LLM을 코드 리뷰, 콘텐츠 모더레이션, 자동 채점 등 배치 평가 파이프라인에 투입하는 ML 엔지니어나 백엔드 개발자. 특히 하나의 대화 세션에서 여러 아이템을 평가하도록 구성한 시스템을 운영 중인 사람.

Core Mechanics

한 대화에서 이전 평가들이 주로 '거절'이었으면 다음 평가도 '거절' 쪽으로 쏠리는 현상(AMEL)이 OpenAI, Anthropic, Google, 오픈소스 모델 4개 패밀리 총 11개 모델 전부에서 발견됨. 9/11 모델이 Bonferroni 보정 후에도 유의미.

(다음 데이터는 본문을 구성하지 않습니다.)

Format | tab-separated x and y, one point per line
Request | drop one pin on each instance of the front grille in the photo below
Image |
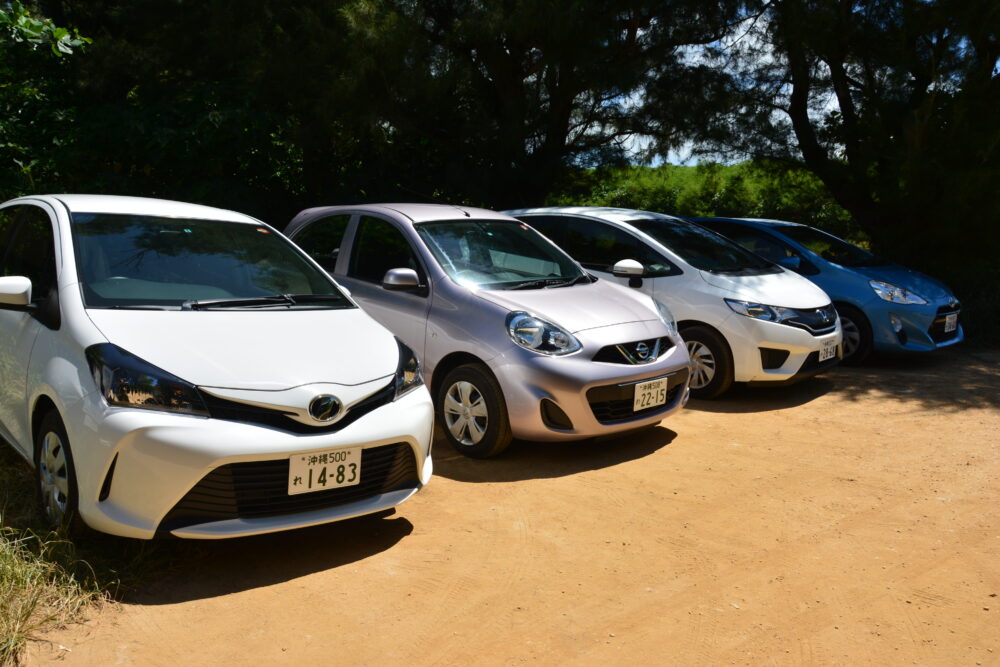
220	408
771	358
817	321
936	330
260	488
612	403
632	353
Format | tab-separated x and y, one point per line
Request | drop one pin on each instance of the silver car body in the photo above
450	324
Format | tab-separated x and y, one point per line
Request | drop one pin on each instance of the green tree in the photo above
891	103
33	113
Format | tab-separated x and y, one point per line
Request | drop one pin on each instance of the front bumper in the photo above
592	398
143	472
759	350
923	326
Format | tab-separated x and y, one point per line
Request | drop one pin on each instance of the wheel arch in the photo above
687	324
449	363
43	405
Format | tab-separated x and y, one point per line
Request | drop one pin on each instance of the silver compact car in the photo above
516	339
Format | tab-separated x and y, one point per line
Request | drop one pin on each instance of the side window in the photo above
378	247
32	252
7	217
321	239
600	246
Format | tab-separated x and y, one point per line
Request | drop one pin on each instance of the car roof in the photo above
613	214
118	204
415	213
764	222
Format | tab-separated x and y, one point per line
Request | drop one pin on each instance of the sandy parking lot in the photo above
852	519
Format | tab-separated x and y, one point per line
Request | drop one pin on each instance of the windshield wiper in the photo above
544	282
316	298
245	302
572	281
263	301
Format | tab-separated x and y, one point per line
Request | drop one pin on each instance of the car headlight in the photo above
666	317
894	294
536	334
127	381
759	311
408	375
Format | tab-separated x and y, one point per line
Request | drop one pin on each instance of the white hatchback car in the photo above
744	319
177	369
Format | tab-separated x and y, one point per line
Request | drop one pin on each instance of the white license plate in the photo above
649	394
317	471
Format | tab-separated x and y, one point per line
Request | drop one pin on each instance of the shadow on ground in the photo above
949	380
743	398
199	570
541	460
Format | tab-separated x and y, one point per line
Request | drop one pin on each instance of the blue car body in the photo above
917	327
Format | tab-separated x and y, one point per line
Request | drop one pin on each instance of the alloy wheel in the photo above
465	413
702	364
54	477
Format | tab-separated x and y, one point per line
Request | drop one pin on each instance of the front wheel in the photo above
472	410
711	362
55	477
857	334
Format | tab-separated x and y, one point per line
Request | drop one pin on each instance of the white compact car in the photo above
744	319
177	369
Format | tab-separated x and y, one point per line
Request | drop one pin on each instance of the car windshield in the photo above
831	248
141	262
498	254
704	249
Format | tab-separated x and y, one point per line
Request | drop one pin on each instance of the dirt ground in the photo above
853	519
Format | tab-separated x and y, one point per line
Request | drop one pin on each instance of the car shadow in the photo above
949	380
525	460
761	398
207	569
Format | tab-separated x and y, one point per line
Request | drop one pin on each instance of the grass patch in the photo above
48	580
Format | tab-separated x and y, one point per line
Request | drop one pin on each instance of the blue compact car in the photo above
882	305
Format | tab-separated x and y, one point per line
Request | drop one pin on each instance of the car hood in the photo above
260	350
774	289
900	276
579	307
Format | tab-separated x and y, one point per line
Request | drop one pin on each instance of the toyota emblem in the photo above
325	408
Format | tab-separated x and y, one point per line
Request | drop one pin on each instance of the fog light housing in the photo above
554	417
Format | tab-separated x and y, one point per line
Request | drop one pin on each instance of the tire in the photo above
55	477
857	343
471	409
711	362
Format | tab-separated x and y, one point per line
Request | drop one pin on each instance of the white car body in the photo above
134	467
698	297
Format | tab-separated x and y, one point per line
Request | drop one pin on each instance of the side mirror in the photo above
15	291
631	269
401	280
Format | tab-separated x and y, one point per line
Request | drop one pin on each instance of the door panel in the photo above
29	250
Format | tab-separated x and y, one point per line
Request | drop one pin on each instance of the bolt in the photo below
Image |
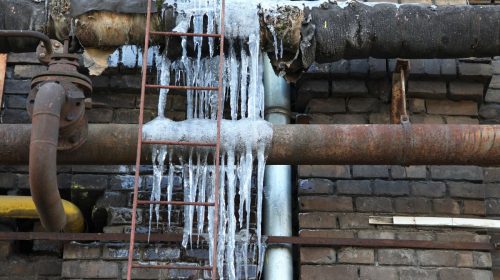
73	139
70	117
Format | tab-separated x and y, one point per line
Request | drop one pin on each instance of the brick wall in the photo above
336	201
331	201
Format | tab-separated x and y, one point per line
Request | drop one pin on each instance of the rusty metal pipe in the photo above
297	144
43	156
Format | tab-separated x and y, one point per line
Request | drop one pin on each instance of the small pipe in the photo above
22	207
43	156
30	34
277	182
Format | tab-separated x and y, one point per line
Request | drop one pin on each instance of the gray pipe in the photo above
277	182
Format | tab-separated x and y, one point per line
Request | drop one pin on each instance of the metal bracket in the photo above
398	100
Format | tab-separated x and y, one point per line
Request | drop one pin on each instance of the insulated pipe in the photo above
22	207
278	263
450	144
43	156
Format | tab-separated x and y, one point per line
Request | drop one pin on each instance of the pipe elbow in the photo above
43	156
23	207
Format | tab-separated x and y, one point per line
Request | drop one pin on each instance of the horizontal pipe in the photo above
296	240
23	207
297	144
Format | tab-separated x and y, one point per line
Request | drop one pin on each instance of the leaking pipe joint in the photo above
278	263
43	152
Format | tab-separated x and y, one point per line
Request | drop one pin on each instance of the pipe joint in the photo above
56	105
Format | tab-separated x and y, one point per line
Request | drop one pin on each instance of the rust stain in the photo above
3	67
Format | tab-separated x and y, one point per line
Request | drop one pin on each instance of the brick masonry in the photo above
331	201
336	201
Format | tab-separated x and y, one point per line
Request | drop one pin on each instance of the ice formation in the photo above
245	136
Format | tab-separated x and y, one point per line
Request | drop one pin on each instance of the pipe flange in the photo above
73	128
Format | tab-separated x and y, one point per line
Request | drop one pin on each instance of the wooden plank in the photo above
435	221
3	69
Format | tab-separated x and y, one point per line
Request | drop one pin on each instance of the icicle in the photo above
253	106
261	163
202	196
231	230
159	154
211	215
210	30
170	185
233	82
223	212
244	82
164	80
275	41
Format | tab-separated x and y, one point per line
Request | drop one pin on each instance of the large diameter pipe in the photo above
297	144
43	153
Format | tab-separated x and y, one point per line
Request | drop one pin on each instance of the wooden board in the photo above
435	221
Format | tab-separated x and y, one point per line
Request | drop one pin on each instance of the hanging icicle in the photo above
244	138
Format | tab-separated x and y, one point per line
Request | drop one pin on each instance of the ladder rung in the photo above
171	266
160	142
181	87
185	34
180	203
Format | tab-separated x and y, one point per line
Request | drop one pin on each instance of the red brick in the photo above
378	273
324	171
452	108
474	207
324	272
310	255
89	269
356	255
437	258
326	203
317	220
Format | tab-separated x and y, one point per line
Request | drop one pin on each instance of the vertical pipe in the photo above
43	156
277	183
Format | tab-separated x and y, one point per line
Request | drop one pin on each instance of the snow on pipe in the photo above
277	182
296	144
299	33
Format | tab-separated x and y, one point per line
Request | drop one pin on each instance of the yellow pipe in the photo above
22	207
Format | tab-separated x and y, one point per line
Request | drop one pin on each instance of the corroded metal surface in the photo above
301	241
298	144
386	144
398	98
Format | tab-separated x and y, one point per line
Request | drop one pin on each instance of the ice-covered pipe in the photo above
444	144
278	263
309	30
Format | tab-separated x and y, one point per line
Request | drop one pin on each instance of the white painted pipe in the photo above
278	263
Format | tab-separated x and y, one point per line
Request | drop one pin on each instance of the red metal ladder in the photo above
131	264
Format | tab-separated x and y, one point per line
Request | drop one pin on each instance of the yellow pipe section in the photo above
22	207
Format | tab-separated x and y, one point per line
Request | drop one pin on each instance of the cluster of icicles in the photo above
243	89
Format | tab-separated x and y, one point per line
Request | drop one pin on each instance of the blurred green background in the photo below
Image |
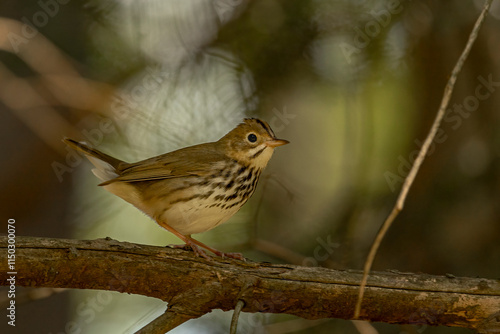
354	86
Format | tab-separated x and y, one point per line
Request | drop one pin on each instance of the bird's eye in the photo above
252	138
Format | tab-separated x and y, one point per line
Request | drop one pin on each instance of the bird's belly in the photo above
198	216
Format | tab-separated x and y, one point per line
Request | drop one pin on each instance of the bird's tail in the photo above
107	167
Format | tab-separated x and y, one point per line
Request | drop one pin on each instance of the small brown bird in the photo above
193	189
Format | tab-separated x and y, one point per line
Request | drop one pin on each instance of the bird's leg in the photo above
237	256
188	240
195	245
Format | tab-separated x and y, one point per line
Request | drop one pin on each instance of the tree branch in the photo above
193	286
398	207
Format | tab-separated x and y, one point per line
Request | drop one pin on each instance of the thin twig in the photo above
421	156
236	316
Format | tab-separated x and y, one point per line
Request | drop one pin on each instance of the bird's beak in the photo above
276	142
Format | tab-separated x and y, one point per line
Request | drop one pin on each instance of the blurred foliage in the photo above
354	85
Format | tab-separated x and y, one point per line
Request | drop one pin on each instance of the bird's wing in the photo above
199	160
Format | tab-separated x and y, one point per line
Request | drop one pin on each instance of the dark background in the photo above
355	118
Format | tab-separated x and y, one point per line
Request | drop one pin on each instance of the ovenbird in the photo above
193	189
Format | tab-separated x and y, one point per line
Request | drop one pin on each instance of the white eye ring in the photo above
252	137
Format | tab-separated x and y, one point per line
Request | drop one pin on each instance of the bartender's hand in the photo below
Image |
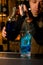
4	32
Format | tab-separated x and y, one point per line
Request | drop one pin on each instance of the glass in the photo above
25	45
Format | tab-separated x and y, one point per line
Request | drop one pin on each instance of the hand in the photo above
4	32
22	9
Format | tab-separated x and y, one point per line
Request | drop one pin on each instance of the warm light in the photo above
2	14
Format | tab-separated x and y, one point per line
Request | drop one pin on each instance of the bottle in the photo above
25	45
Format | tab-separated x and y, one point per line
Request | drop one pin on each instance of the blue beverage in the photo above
25	45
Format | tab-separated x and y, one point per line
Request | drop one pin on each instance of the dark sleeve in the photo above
2	25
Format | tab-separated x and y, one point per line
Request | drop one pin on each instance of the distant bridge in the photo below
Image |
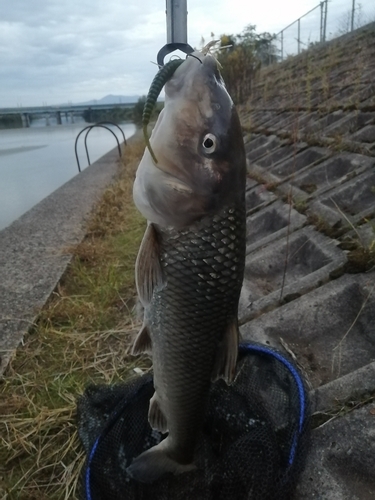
70	110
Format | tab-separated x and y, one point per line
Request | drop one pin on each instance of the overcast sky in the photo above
59	51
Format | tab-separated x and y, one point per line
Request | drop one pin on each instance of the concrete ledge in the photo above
33	249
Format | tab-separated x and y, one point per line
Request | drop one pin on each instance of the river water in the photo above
36	161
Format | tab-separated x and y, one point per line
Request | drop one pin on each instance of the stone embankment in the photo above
310	268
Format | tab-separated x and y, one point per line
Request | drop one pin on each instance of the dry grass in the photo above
82	336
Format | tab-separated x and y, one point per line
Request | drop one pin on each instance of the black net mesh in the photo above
252	445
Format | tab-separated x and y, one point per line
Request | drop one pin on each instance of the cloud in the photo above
74	50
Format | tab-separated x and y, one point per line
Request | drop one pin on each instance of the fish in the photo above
190	265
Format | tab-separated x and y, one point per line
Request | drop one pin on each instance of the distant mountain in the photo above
112	99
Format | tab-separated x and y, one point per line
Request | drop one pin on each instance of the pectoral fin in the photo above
148	272
226	356
156	417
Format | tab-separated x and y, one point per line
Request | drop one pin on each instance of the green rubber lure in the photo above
161	78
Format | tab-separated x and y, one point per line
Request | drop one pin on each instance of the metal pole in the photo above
176	11
353	10
299	36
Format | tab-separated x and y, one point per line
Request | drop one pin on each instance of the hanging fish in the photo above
190	265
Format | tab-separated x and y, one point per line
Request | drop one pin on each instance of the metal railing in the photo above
327	20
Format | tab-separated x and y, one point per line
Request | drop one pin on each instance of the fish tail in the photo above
155	463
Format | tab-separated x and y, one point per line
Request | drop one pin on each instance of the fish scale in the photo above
190	265
192	310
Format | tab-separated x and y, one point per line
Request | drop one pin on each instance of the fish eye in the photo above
209	143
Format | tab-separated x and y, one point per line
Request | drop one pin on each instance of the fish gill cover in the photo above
252	445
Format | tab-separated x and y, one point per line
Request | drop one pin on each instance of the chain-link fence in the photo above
329	19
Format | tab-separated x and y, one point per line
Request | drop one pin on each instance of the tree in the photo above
241	61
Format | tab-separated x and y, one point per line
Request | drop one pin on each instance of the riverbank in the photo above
81	336
36	161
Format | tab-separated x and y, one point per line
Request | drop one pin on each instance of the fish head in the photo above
198	143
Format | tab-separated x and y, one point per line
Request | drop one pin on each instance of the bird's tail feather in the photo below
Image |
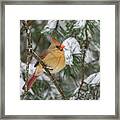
30	82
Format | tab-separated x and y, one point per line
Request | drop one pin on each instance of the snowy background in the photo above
82	54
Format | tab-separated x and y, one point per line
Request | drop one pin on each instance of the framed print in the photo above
60	59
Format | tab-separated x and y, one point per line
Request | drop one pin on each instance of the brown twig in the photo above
85	47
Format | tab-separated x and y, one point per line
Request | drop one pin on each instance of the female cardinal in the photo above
53	58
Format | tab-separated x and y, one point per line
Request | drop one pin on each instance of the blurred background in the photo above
82	66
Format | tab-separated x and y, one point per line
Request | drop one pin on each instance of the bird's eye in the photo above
58	47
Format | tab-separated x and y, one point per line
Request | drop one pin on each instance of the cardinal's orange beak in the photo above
62	46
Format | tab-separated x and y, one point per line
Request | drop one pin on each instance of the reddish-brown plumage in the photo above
31	81
53	57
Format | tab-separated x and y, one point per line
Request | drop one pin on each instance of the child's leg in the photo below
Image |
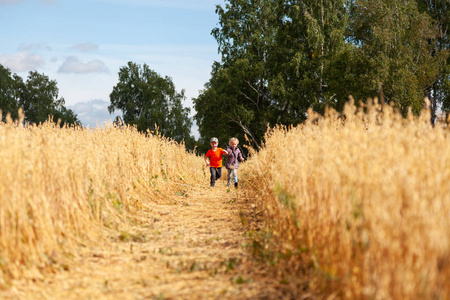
213	175
229	172
235	175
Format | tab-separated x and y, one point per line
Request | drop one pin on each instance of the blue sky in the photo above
82	44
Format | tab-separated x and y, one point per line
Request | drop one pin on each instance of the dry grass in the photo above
357	205
62	190
354	206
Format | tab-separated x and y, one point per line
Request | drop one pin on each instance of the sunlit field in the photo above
356	206
61	190
349	206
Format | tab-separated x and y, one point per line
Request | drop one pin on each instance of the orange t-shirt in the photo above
215	157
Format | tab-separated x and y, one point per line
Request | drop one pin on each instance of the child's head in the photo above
214	142
233	142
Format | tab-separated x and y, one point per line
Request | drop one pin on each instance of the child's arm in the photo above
240	155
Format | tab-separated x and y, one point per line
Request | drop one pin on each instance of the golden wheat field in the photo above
357	205
344	206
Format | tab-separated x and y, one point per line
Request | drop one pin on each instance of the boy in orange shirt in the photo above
215	160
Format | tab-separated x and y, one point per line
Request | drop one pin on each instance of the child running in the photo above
215	160
232	164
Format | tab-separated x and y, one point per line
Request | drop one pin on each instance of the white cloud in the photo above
21	61
85	47
93	112
198	4
73	65
6	2
34	47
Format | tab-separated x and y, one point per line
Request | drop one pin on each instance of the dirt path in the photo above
192	248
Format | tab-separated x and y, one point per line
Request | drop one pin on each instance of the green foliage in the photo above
280	58
9	92
151	102
276	58
395	51
38	96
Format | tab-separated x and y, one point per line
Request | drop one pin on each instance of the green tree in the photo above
394	54
147	100
9	92
278	59
39	100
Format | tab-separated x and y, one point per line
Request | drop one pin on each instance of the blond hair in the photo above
234	140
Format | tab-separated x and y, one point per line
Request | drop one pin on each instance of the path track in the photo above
192	247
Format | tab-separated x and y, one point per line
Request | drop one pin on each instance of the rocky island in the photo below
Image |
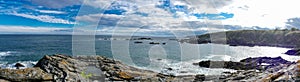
62	68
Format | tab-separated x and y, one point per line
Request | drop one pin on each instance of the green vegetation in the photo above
280	38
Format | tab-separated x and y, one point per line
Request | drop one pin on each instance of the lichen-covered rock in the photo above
64	68
27	74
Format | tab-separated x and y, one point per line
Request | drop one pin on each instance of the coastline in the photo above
98	68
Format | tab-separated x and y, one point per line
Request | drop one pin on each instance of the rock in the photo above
226	64
27	74
240	77
125	76
64	68
199	77
272	62
293	52
18	65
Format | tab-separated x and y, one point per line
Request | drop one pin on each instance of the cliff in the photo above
278	38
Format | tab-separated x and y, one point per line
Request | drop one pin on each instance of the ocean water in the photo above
28	49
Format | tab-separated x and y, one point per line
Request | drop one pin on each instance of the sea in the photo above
167	53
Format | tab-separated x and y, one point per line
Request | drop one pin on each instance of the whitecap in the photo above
27	64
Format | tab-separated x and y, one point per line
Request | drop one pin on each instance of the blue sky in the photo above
152	17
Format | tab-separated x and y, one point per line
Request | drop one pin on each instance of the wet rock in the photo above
64	68
272	62
125	76
294	52
18	65
199	77
27	74
226	64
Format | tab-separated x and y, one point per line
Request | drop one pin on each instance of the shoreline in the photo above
89	68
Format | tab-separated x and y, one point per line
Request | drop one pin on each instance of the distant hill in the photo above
278	38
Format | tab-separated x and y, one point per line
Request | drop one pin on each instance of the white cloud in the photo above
51	12
27	29
263	13
45	18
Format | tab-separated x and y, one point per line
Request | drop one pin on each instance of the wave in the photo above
171	67
7	53
27	64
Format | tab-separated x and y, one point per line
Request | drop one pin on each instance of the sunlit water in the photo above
28	49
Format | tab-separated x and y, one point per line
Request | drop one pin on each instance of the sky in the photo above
140	17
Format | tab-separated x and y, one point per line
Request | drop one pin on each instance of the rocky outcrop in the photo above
226	64
27	74
64	68
293	52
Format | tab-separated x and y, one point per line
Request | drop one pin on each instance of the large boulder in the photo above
226	64
293	52
64	68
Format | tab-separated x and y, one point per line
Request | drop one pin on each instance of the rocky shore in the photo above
62	68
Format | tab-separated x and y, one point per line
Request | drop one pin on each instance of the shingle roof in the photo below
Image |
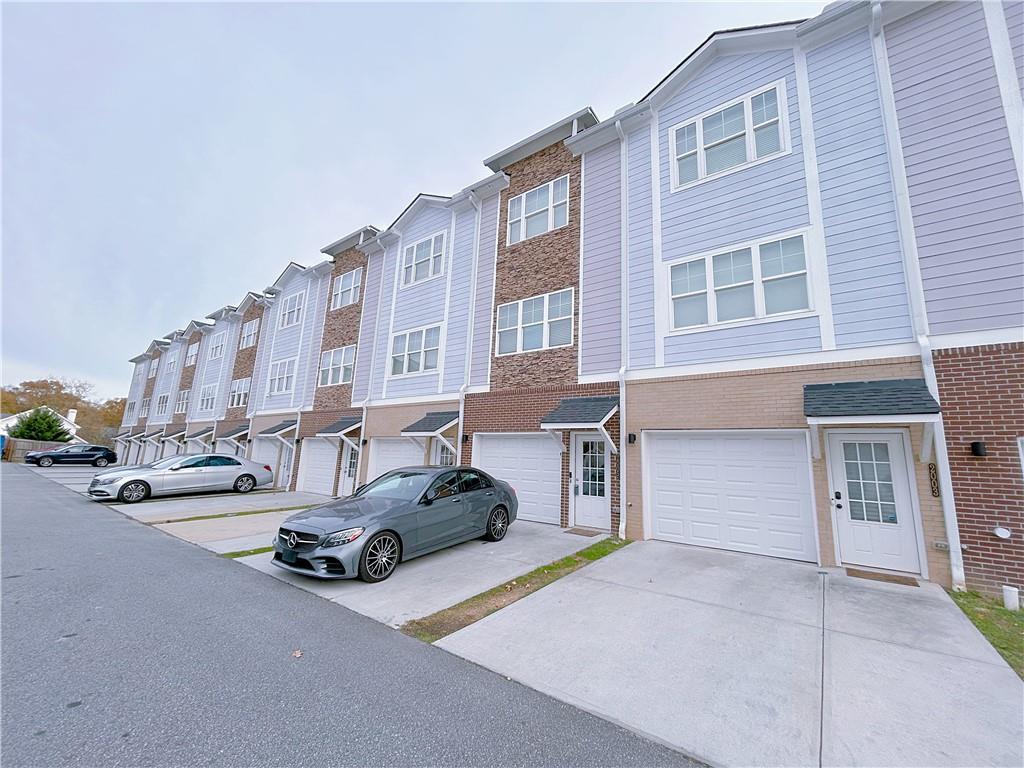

GPT-4.1 Nano, GPT-5.2, Claude Haiku/Sonnet/Opus, Gemini Flash/Pro, Llama 3.2 3B, Qwen3 시리즈를 다 테스트했는데 GPT-5.2와 Opus 4.6 같은 최신 대형 모델도 d=-0.17로 면역이 없음. 큰 모델이 덜 취약하지만 0이 아님.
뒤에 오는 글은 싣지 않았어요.